Wanita yang bersama Wendy itu perlahan membuka kaitan masker di telinganya. Jemarinya begitu lentik, indah, dihiasi dengan kuku panjang yang dicat warna nude.
"Hai, namaku Manda." Ucap pacarnya Wendy usai melepaskan masker. Ia yang duduk tak berjauhan dengan Sinta lantas mengulurkan tangan untuk saling berjabat. Sedangkan kepada Brian, ia hanya tersenyum dengan sedikit anggukan.
"Hallo Kak, aku Sinta dan ini Brian." Sinta teramat senang bisa menjabat tangan wanita cantik seperti Manda. Padahal Manda sendiri baru kali ini menjabat tangan seorang bule.
'Gila sih ini, lebih cantikan aslinya daripada di foto.' Batin Brian, tanpa ada niat untuk mendekatinya.
"Ah iya, Wendy juga sudah bercerita tentang kalian. Em, aku akan pergi ke luar sebentar, kalian mau pesan minum?"

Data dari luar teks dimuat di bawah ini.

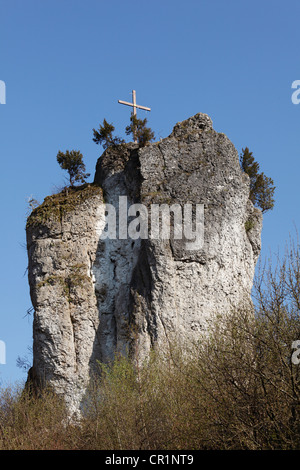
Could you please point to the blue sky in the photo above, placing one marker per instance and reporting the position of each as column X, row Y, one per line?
column 66, row 63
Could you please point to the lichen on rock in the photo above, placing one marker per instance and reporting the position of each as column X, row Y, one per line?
column 94, row 296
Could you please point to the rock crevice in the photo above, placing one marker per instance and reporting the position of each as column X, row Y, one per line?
column 94, row 296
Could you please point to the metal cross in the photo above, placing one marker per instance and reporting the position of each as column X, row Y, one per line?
column 134, row 105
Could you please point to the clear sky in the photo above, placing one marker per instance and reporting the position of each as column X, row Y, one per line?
column 66, row 63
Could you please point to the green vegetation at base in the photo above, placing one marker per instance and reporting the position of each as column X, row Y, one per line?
column 236, row 388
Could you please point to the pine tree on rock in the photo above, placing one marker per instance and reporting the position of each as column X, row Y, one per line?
column 141, row 133
column 104, row 136
column 72, row 162
column 261, row 186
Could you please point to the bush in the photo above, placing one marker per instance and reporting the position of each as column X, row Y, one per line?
column 236, row 388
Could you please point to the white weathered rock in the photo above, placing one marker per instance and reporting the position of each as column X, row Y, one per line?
column 93, row 297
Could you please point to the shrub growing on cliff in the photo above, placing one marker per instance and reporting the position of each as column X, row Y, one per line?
column 105, row 137
column 261, row 187
column 72, row 162
column 140, row 132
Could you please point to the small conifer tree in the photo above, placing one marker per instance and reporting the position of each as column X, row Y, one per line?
column 140, row 131
column 105, row 137
column 72, row 162
column 261, row 187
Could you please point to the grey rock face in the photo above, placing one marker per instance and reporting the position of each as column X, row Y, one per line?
column 93, row 295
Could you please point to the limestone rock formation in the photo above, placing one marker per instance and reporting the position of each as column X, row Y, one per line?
column 94, row 295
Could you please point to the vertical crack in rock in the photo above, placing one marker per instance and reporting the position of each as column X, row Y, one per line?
column 93, row 296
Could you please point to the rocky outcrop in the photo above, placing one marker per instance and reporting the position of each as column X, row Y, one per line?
column 95, row 293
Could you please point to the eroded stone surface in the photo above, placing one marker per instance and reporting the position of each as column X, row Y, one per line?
column 93, row 297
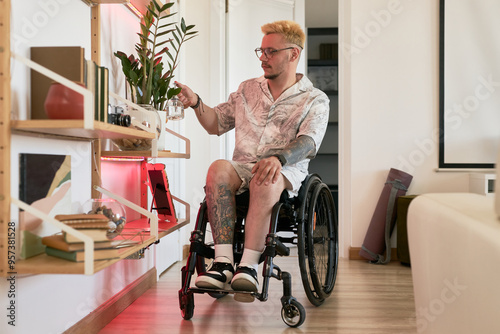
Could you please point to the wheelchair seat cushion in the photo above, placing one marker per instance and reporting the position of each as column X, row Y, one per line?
column 243, row 200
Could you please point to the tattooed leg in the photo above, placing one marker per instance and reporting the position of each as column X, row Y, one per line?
column 222, row 183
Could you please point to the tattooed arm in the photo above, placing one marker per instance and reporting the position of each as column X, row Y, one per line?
column 268, row 169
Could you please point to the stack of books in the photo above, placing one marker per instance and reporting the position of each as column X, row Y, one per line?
column 70, row 62
column 66, row 246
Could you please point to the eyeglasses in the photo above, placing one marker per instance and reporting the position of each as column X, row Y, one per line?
column 269, row 52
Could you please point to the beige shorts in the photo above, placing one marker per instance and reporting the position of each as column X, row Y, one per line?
column 290, row 173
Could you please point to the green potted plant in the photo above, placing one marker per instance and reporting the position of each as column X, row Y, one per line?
column 149, row 75
column 145, row 75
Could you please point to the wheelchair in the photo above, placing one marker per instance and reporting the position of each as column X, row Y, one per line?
column 311, row 220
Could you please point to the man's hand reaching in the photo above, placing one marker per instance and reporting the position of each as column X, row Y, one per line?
column 267, row 171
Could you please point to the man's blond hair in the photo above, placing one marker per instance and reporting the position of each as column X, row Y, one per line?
column 291, row 30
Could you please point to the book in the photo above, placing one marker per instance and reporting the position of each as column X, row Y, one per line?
column 79, row 256
column 57, row 241
column 68, row 61
column 97, row 234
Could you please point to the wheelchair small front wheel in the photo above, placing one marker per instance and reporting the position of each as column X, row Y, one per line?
column 293, row 313
column 186, row 301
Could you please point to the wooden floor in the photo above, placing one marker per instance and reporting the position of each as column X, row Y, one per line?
column 367, row 299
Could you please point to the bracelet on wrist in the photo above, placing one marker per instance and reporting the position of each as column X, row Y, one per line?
column 197, row 102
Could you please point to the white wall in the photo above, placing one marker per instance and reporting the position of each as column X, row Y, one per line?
column 53, row 303
column 389, row 105
column 205, row 74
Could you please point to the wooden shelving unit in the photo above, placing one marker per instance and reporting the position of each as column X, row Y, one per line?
column 5, row 103
column 75, row 128
column 45, row 264
column 65, row 129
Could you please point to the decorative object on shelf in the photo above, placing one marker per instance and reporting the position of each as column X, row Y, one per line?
column 175, row 109
column 323, row 77
column 63, row 102
column 110, row 208
column 144, row 75
column 117, row 116
column 140, row 119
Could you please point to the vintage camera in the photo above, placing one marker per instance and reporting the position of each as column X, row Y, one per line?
column 116, row 115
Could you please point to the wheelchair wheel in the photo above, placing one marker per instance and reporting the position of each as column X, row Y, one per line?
column 202, row 262
column 186, row 302
column 318, row 241
column 293, row 313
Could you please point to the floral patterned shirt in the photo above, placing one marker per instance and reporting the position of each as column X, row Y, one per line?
column 265, row 126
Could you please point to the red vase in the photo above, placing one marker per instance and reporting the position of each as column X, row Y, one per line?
column 63, row 102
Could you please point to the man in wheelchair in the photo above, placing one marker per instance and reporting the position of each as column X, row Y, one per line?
column 279, row 120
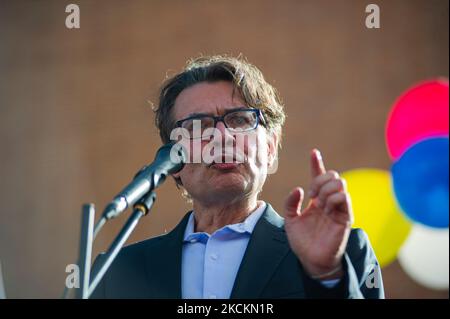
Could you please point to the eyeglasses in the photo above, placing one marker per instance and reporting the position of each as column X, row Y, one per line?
column 236, row 120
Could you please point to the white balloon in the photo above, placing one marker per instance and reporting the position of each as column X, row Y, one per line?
column 424, row 256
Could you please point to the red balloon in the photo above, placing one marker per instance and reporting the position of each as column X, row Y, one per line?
column 419, row 113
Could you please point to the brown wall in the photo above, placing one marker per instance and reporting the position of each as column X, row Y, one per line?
column 75, row 124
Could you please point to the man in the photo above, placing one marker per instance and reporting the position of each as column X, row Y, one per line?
column 233, row 245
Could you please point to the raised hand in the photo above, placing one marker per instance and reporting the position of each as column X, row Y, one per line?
column 318, row 234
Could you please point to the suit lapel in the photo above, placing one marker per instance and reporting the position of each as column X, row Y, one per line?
column 163, row 263
column 266, row 249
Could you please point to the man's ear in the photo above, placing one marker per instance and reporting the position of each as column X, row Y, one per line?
column 272, row 148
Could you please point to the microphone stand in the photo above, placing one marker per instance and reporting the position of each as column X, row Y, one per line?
column 139, row 192
column 141, row 208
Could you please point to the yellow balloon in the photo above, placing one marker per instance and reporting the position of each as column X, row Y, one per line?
column 377, row 212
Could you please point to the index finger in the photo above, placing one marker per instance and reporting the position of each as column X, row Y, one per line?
column 317, row 166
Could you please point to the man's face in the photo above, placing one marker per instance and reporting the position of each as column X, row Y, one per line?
column 224, row 182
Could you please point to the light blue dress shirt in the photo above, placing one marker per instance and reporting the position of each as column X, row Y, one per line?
column 210, row 263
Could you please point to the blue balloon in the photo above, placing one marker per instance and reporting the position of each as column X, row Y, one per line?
column 420, row 178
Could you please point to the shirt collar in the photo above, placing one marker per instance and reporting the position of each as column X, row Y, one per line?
column 247, row 226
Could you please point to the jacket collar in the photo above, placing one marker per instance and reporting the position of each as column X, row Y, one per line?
column 265, row 250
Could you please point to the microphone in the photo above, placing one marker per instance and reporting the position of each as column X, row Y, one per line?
column 169, row 159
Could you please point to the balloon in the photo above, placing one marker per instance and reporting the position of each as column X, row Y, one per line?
column 424, row 256
column 421, row 112
column 376, row 211
column 421, row 182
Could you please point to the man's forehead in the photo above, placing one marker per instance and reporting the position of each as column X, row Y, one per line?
column 207, row 98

"Tidak usah Kak, aku bawa." Sinta menepuk-nepuk tas selempang yang berada di atas pahanya.
"Oh, haha.. Baiklah."
Kemudian Manda berdiri membelakangi Sinta. Suatu isyarat ia berikan kepada Wendy dan Wendy membalasnya dengan sebuah anggukan. Manda pun mendekati pintu yang tengah dihalangi oleh Gilang dan Diah, ia hendak menepuk pundak Gilang tapi kala itu Gilang menoleh dan membuat pipinya hampir tergores oleh kuku tajam Manda.
"E eeh.. Bujung buset! Eh, bujung buset?" Gilang terdiam sejenak setelah spontan menghindar.
"Pppftt!" Diah yang melihat perilaku Gilang sontak menahan tawa.
"Emm.. Kamu Gilang ka-" Ucap Manda namun terpotong.
"Iya, dan aku Diah." Diah menjawab dan membuat Manda langsung menatap ke arahnya.
"Oh ya, salam kenal, aku Manda. Kalian mau pesan minum? Aku akan pergi ke luar sebentar." Manda tersenyum ramah.
"Nggak usah." Diah menarik tangan Gilang untuk menghindar dari pintu. Nadanya yang judes dan sikapnya yang memaksa membuat Gilang terheran-heran.
"Pacar temen lu mirip janda ya," bisik Diah kepada Gilang saat mereka sudah duduk di bagian pendek sofa leter L.
Gilang hanya menyenggolkan tangan takut Wendy akan mendengar. Tak lama Manda pun kembali ditemani seorang karyawan yang membawakan minuman botol.
"Loh? Kok belum nyanyi? Mesinnya kan udah nyala?" Manda mendapati mereka yang masih duduk-duduk saja.
Bukannya tak mau bernyanyi, tapi mereka tak tahu bagaimana cara mengoperasikan mesin karaoke. Brian yang sebenarnya tahu juga hanya diam-diam saja, lagipula ia tak akan ikut bernyanyi.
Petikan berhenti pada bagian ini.